Erst relativ spät unternimmt Leitner den Versuch, eine systematische Grundlegung seines Fachgebietes zu geben. 1919 erscheint seine „Privatwirtschaftslehre der Unternehmung”, die 1926 von der 5. Auflage ab den Titel „Wirtschaftslehre der Unternehmung” erhält. Sie wird zwölf Jahre später (1931) als Frucht einer tiefschürfenden methodologischen Besinnung ergänzt durch eine programmatische Abhandlung unter der für Leitners wissenschaftstheoretischen Standpunkt überaus charakteristischen Bezeichnung „Renaissance der Privatwirtschaftslehre”. Man sieht daraus, wie zögernd und ernsthaft der Forscher an die letzte entscheidende Orientierung seiner Grundauffassungen herangegangen ist. Daß sich Leitner in den Jahren 1923/24 mehrfach zu den aktuellen Themen der Geldentwertung und Umstellung auf Goldmark äußert, entspricht der Lebensnähe und praktischen Bezogenheit seiner ganzen Arbeitsweise, die alle Veröffentlichungen Leitners kennzeichnet und ihre Tiefenwirkung in der Wirtschaft weithin hervorgerufen hat.

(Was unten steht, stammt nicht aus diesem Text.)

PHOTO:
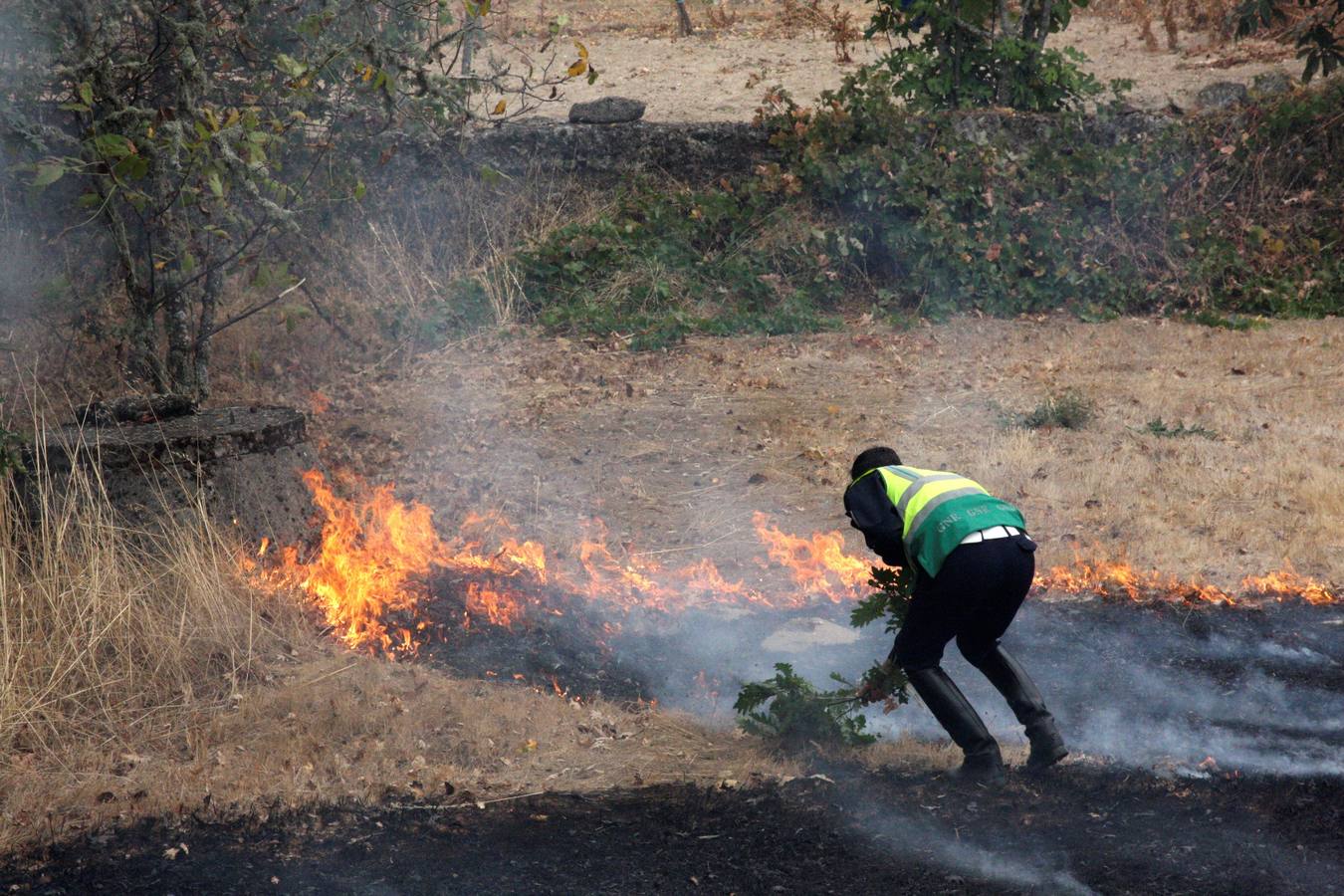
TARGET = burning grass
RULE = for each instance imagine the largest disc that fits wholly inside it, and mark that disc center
(144, 676)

1927 kehrt Leitner in gewissem Sinne zum Start seiner Forschungstätigkeit zurück und verfaßt in der angesehenen Sammlung Göschen einen Band über „Finanzierung der Unternehmungen”. Noch als Emeritus gibt er 1944 eine Überschau über die „Wirtschaftslehre des Industriebetriebes”, von der er selbst sagt, daß er sie unter dem Einfluß der Weisheit des Laotse geschrieben habe: Klar sieht, wer von ferne sieht.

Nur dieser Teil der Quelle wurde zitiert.